A CIA analyst visited Guantanamo in summer 2002 and returned "convinced that we were committing war crimes" and that "more than half the people there didn't belong there. He found people lying in their own faeces," a CIA source told Hersh. The analyst submitted a report to Gen John Gordon, an aide to Condoleezza Rice, Mr Bush's national security adviser.

Gen Gordon was troubled, and, one former administration official told Hersh "that if the actions at Guantanamo ever became public, it'd be damaging to the president".

Ms Rice saw the document by autumn of the same year, and called a high-level meeting at which she asked Mr Rumsfeld to deal with the problem.

But after he vowed to act, "the Pentagon went into a full-court stall", a former White House official is quoted as saying. "Why didn't Condi do more?
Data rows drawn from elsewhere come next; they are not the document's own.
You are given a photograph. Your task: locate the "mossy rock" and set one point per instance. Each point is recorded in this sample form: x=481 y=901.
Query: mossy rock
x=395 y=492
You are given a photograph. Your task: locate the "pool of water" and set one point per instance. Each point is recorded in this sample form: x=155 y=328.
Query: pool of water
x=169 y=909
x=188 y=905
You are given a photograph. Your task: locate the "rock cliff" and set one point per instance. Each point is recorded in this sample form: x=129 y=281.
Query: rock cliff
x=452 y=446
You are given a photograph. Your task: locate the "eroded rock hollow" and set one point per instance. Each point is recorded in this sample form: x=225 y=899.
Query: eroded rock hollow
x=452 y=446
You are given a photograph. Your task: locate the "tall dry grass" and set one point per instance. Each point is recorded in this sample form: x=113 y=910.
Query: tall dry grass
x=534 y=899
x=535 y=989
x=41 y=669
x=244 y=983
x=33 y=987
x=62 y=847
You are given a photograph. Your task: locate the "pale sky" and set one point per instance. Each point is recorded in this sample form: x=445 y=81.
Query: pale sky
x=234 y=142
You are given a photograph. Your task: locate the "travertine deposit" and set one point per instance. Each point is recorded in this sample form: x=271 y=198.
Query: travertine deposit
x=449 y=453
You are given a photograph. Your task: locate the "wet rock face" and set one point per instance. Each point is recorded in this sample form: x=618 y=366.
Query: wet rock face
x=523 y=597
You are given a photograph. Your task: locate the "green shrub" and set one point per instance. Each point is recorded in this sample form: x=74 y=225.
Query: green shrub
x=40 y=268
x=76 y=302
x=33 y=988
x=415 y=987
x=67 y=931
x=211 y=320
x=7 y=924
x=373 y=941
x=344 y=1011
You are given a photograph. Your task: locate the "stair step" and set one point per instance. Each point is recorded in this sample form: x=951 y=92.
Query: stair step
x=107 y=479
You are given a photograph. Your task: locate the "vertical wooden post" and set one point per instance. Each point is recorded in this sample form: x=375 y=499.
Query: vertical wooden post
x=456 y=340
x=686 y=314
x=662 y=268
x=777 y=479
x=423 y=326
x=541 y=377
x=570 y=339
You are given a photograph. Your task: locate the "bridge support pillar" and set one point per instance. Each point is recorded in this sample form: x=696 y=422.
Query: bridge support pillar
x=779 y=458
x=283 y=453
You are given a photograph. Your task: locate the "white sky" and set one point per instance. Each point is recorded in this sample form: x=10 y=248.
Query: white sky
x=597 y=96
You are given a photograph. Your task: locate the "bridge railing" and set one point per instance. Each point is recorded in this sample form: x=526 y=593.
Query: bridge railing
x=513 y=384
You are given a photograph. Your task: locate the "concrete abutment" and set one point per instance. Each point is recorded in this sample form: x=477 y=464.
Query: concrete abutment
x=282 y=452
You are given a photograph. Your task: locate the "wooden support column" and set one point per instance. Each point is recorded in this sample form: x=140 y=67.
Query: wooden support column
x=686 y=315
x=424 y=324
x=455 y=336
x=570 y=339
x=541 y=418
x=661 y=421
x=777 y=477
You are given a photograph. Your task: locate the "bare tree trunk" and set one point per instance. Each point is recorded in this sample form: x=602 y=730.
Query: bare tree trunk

She made the same mistake I made. She got the secretary of defence to say he's going to take care of it."

The investigation further suggests that CIA and FBI staff had already witnessed incidents at Guantanamo just as extreme as those that would subsequently be alleged by freed inmates.

A senior intelligence official told Hersh: "I was told [by FBI agents] that the military guards were slapping prisoners, stripping them, pouring cold water over them and making them stand until they got hypothermia." Hersh reports that a secret document signed by Mr Bush in February 2002 stated: "I determine that none of the provisions of Geneva apply to our conflict with al-Qaida in Afghanistan or elsewhere throughout the world."

In a statement, the Pentagon said Hersh's investigation "apparently contains many of the numerous unsubstantiated allegations and inaccuracies which he has made in the past based upon unnamed sources ..."

Mr Rumsfeld told reporters on Friday he had approved the use of harsh interrogation measures, but that they had only been meant for Guantanamo. He said the measures ought to be contrasted with those of terrorists. "Does it rank up there with chopping someone's head off on television?" he asked. "It doesn't."